Treasury Admits 'Intellectual Failure' Behind Credit Crisis
By - July 31, 2009

The financial crisis was caused by a massive intellectual failure which ran through governments, regulators, banks and the wider financial system, the Treasury will today admit as it presents its definitive account of the past 18 months' chaos. The efficient markets theory which dominated the way economists viewed the world and financiers conducted business over recent decades was simply wrong and played a major part in the crisis, the Treasury is likely to conclude in its White Paper, to be presented to Parliament today. It will claim that the intellectual foundations for the way banks' boards ran their companies, and the Bank of England and Financial Services Authority managed them, were misguided. The conclusions will form a key part of the White Paper, which will also contain detailed plans one of the biggest overhauls of UK financial regulation in decades. – Telegraph

Dominant Social Theme: Sometimes the establishment gets it wrong.

Free-Market Analysis: In our humble opinion, the British Treasury's definitive account of what went wrong with the economy in Britain (and the West) is not persuasive, at least not from a free-market point of view. From the point of view of free market thinkers, the financial crisis has to do with a financial system that guarantees these sorts of problems to a greater or lesser degree every decade or so.

The Treasury explanation comes on the back of one from the London School of Economics, addressed to the Queen of England, that explained the problems had to do with an excess of imagination and hubris. But it is hard to believe that the West's financial systems toppled over because of a misguided belief in free markets or because of too much imagination or hubris.

Along with our many free-market betters, we think that the system itself is somehow flawed, not the beliefs that surround it. In fact, we have regularly placed the blame on central banking itself. We know in doing so, we return some of the same topics, but we think our modest voice should be a bit repetitious considering the vast mainstream din of other explanations.

Our explanation is very simple. Central banks print too much money causing first a boom and then, eventually a bust.

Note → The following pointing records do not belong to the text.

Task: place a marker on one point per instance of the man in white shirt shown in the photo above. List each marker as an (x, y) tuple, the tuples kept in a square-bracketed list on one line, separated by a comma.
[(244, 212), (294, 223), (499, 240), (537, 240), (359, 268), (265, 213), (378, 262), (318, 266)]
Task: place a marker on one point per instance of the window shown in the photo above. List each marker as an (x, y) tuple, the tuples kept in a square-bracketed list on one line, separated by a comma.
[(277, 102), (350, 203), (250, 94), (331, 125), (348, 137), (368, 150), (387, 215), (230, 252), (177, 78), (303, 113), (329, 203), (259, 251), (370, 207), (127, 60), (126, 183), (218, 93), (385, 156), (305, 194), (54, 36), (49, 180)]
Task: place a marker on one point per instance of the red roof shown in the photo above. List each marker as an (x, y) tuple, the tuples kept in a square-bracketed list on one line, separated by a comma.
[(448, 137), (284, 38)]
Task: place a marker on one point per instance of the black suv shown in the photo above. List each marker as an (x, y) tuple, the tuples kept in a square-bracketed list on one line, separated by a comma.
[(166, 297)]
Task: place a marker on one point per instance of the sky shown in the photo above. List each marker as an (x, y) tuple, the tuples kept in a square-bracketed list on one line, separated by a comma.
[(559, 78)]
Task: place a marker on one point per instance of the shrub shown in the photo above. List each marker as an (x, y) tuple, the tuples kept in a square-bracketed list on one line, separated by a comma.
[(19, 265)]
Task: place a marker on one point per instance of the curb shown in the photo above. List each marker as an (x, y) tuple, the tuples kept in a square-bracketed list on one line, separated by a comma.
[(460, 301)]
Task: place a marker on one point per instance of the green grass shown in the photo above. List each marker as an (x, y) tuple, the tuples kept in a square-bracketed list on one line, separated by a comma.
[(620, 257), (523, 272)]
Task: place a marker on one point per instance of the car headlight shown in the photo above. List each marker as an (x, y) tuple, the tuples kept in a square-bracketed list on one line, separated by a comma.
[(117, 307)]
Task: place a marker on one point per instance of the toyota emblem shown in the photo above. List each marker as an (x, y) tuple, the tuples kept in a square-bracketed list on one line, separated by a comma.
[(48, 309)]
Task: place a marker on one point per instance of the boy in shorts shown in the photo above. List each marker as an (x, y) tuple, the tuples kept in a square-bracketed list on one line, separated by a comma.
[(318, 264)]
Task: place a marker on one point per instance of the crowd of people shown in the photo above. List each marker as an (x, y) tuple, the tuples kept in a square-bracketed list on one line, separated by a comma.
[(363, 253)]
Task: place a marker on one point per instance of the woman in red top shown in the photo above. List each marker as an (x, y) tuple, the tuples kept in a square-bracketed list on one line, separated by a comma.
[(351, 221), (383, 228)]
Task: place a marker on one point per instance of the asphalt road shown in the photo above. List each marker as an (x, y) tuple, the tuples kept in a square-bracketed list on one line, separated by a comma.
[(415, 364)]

The busts tend to happen quickly and are first seen in stock markets. But from our point of view this is an example of the efficient market at work. The market tends to respond to failure in a logical way and booms tend to wax and wane in an orderly fashion. When it suddenly became clear that the assets propping up the tech boom would not provide further profits, markets sold off and sold off hard. When the mortgage bubble was punctured more recently, markets sold off hard again, revealing the larger ongoing distortions in markets worldwide.

None of this is inefficient. The volatility is caused by central bank overprinting of money. And markets are doing what they are supposed to do in responding to these monetary policies. Markets respond to all available information. How could it be otherwise? It only seems as if markets are irrational because those in charge of the monetary systems decline to explain the role that central banking plays in market volatility. Faced with this lack of information, people grow puzzled and confused. Of course, if you are reading this, the chances are that you are not confused or on your way to not being confused. The chances are you do not believe that market crashes are caused by hubris or massive intellectual failure. These explanations are really beyond the pale.

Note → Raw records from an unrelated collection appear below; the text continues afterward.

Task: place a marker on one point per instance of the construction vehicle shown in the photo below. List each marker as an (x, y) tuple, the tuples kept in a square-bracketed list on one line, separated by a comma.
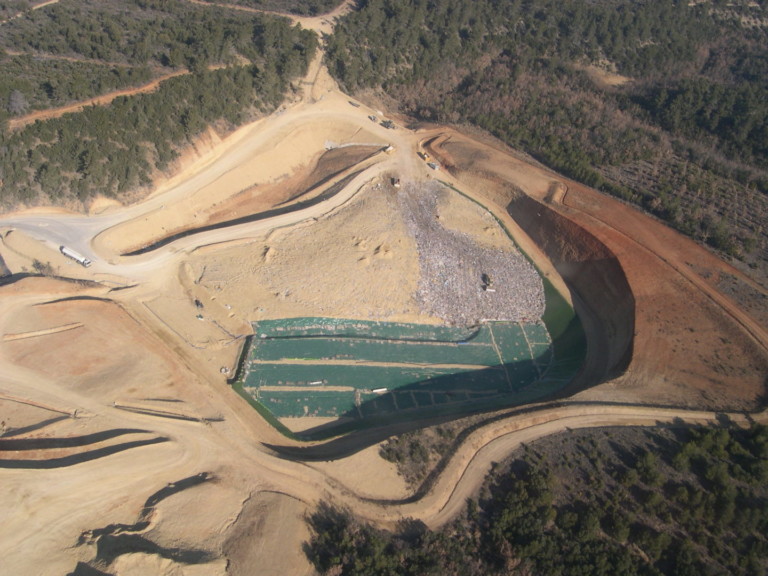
[(76, 256)]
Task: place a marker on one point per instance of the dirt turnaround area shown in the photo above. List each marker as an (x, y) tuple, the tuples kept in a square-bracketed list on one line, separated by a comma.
[(123, 450)]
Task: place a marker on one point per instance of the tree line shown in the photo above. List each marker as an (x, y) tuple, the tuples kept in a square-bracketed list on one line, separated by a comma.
[(689, 502), (117, 149), (696, 92)]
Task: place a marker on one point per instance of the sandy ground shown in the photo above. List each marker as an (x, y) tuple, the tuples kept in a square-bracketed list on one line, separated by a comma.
[(116, 412)]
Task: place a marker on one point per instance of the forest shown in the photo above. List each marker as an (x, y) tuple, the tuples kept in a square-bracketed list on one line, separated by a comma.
[(236, 66), (684, 501), (681, 130)]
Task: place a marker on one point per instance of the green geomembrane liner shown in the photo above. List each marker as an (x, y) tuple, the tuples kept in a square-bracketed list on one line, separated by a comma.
[(328, 367)]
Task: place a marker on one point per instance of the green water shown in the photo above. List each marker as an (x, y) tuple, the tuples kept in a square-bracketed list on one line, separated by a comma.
[(379, 371)]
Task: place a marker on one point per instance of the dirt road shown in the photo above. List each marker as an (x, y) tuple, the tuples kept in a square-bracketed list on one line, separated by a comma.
[(687, 354)]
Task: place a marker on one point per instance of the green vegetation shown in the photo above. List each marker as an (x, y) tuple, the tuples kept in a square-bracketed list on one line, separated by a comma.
[(684, 139), (614, 501), (117, 149)]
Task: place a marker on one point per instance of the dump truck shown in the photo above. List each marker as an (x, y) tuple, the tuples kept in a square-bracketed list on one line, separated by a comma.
[(76, 256)]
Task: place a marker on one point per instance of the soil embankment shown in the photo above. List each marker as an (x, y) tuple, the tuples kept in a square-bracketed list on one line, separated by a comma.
[(603, 297)]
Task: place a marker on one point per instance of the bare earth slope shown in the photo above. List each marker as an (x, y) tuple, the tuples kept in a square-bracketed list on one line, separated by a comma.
[(124, 450)]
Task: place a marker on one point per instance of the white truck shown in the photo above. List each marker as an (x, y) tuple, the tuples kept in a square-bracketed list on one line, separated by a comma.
[(76, 256)]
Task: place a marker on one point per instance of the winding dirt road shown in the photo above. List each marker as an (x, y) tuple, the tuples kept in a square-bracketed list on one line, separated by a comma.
[(125, 367)]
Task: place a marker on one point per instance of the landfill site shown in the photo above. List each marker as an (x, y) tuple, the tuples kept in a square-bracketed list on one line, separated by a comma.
[(125, 448)]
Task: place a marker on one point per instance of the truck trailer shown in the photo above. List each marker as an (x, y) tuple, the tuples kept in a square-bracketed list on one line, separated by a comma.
[(76, 256)]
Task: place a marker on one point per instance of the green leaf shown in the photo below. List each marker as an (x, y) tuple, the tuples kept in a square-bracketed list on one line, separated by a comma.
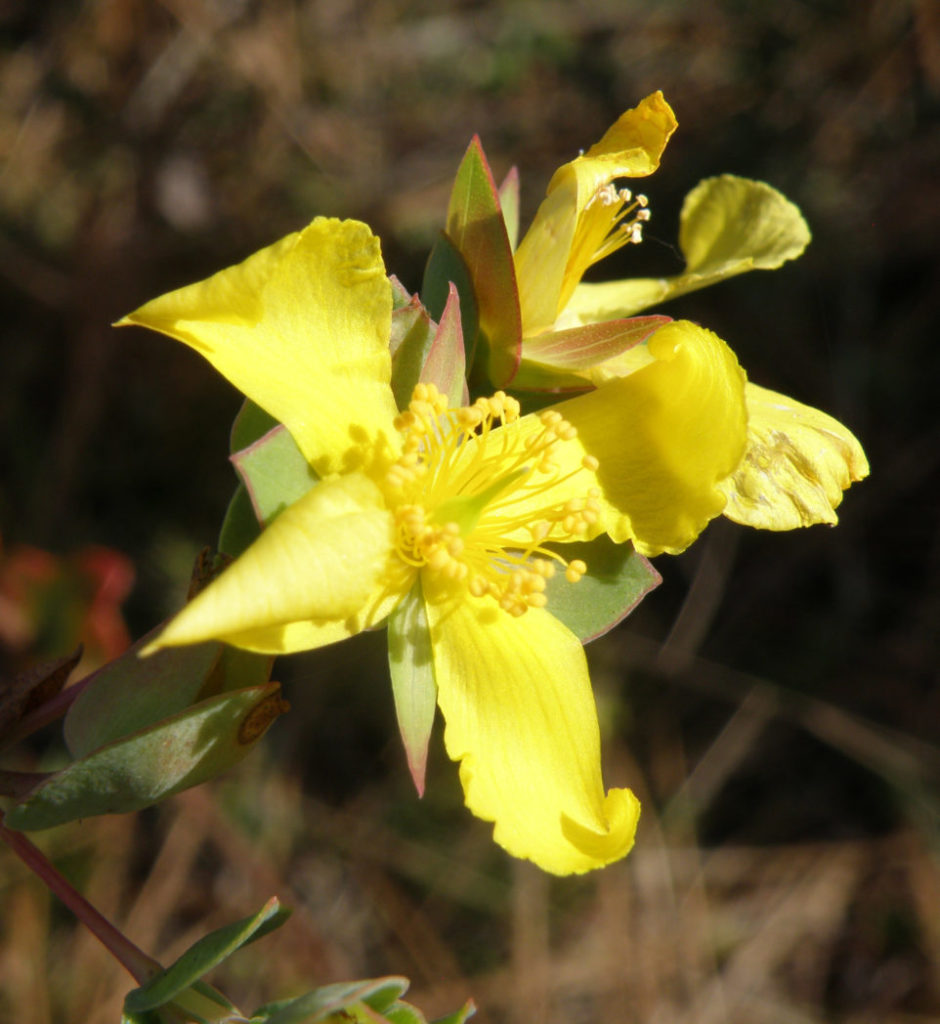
[(378, 994), (445, 266), (274, 472), (459, 1016), (412, 339), (617, 579), (445, 365), (404, 1013), (139, 770), (208, 952), (400, 295), (476, 227), (250, 423), (413, 679), (132, 692), (730, 224), (241, 526)]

Don't take our word for it. We have provided our readers here with a simple "Austrian" free-market approach, one that can be found in numerous places on the ‘Net. But it is not especially helpful to the cause of the monetary elite to explain what is going on in these terms. Those in positions of economic leadership are far more apt to want to propose a marketplace that is irrational and prone to the madness of crowds. Once the markets have been presented as irrational, solutions can be provided that feature further regulation and more control. This puts the regulatory bureaucracy in charge, and today markets are being set up for further regulation based on the theory that they are irrational.

If the powers-that-be truly wanted to present a workable solution, they would return to some sort of precious metals standard. The gold standard worked fairly well for nearly two centuries, though of course a market-based gold and silver standard would work even better, history shows us. We are on record as stating that the central banking system of the 20th century has imploded in the 21st.

After Thoughts

We think there will be a return, willy nilly, to some sort of metals standard over time. It may take a good deal of time, but it will take place in our opinion. The problem with Western markets has nothing to do with hubris, intellectual failure, over-active imaginations, etc. It has everything to do with the 20th century system of monetary price-fixing by a worldwide cartel of central banks. And over time, mostly because of the information available on the Internet, the system will have to change.